# How good will Bibby be next season?!



## g-dog-rice (Jun 27, 2002)

How good will Mike Bibby be next season? Was this years playoffs luck? What will he average? We he be the second option now? Can he continue to torch pg's? How much money does he deserve? Personally I think he will only average about 14 ppg next year. Tell me your thoughts...


----------



## aquaitious (Jun 11, 2002)

He will be better then avarage, the guy stepped in when his team needed him, when Peja was injured, when Christie started to miss wide open lay ups, when Vlade was being fouled out in every game, and when Webber was scared to take a shot.

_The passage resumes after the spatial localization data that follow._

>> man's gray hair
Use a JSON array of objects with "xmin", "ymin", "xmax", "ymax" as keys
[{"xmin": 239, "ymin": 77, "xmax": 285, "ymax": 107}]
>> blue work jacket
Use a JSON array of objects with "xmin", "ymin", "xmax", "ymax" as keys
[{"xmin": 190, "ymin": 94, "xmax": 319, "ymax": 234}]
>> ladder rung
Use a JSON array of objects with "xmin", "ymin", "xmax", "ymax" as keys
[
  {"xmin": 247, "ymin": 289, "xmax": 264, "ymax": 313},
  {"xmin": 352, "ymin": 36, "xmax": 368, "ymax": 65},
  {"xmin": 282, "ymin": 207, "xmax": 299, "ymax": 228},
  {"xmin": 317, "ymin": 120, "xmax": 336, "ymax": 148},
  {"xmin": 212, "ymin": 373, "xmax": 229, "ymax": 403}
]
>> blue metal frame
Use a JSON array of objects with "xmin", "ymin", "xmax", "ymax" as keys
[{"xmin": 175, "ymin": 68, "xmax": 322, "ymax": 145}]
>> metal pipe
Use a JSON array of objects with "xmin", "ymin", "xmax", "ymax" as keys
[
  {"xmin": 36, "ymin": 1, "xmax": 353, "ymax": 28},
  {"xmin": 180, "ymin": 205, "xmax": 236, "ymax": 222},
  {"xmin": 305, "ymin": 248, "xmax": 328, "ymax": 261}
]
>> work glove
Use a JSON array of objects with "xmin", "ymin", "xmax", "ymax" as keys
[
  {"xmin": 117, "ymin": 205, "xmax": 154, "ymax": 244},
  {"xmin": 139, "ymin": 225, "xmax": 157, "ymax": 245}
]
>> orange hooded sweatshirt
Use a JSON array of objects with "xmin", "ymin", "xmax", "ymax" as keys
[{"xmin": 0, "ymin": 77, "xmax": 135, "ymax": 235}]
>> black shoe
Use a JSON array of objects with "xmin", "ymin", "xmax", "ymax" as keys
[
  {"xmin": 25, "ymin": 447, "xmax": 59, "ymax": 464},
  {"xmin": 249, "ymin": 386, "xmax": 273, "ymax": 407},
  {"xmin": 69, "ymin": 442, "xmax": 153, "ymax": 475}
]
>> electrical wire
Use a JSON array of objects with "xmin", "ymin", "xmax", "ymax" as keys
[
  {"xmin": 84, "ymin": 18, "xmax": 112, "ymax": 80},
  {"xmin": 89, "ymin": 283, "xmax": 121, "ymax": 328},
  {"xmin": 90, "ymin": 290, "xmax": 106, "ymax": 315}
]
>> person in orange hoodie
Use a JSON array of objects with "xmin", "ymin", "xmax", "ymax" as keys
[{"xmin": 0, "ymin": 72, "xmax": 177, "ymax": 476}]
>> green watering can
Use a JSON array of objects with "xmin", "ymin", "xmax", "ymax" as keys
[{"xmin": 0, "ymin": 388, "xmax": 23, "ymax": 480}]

He wasn't the number two overall pick for no reason.


----------



## Sir I Gotta Go (Jul 7, 2002)

16 ppg 
6 apg


----------



## hunterb14 (Jun 12, 2002)

He will be an above average player but he wont be a great player. I can see him score around 16-20ppg and 5 assists

Numbers of a good player not a great player. Bibby however will be their go to player in the clutch though.


----------



## ATLien (Jun 18, 2002)

PROJECTED STATS
17PPG, 7APG, 2SPG


----------



## g-dog-rice (Jun 27, 2002)

16.3 ppg, 5.0 apg, 1.2 spg, 3.4 rpg, 0.3 bpg, 37.1%FG, 82.8%FT, 35.5%3pt


----------



## Chops (May 30, 2002)

Who cares about the regular season? He'll probably get like 14 and 5 in the regular season and the Kings will win 60+ games. Then in the postseason, he will up it to 20 and 6....


----------



## dirk16 (Jun 21, 2002)

i think that he is already one of the top 5 pg's in the league. but i know that there are a lot of people that don't. i think if not after this year in two years everyone is gonna have him on their lists. 
i think he'll average around 15 and 4 and then 20 and 6 in the postseason.


----------



## ScottVdub (Jul 9, 2002)

Since the kings have alot of players on that team that can score I'm not quite sure of how much ppg hell average because Webber and Peja will both average 22+, and vlade and christie should score average 10-13 ppg, but bibby will get his shots, in the regular season he may be a more traditional point guard because most teams in the NBA cant beat them but in big games against rivals (lakers, spurs, mavs etc) I expect his game to step up because hes proven to be a big game player.


----------



## Hotlantadude198 (Jul 12, 2002)

Reg season 14/6
playoffs 17/8


----------



## Kyakko (Aug 14, 2002)

Is it me or does someone else feel the same... Regular Season don't count if you can make it to the playoffs. Bibby plays when he's under pressure. I don't care about his 14ppg but rather his 22ppg during the Playoffs and WHEN IT COUNTS. Unfortunately, that's more then I can say for Webber whom disappointed me all so many times.


----------



## couchtomato (Aug 14, 2002)

Kyakko, I totally agree with you. Reps are definitely made in the playoffs and this was Mike Bibby's year. I think he gained a new confidence that will carry over into next year. His fearlessness coupled with the near paralysis that overtook the rest of the Kings made his breakout all the more compelling. He now has the Kings management between a rock and a rock. I would say that even with his impressive performance he's not a MAX player. But his clutchness surely makes him more important than any other King so they MUST sign him. I think all of his regular season numbers will go up, especially points per game.


----------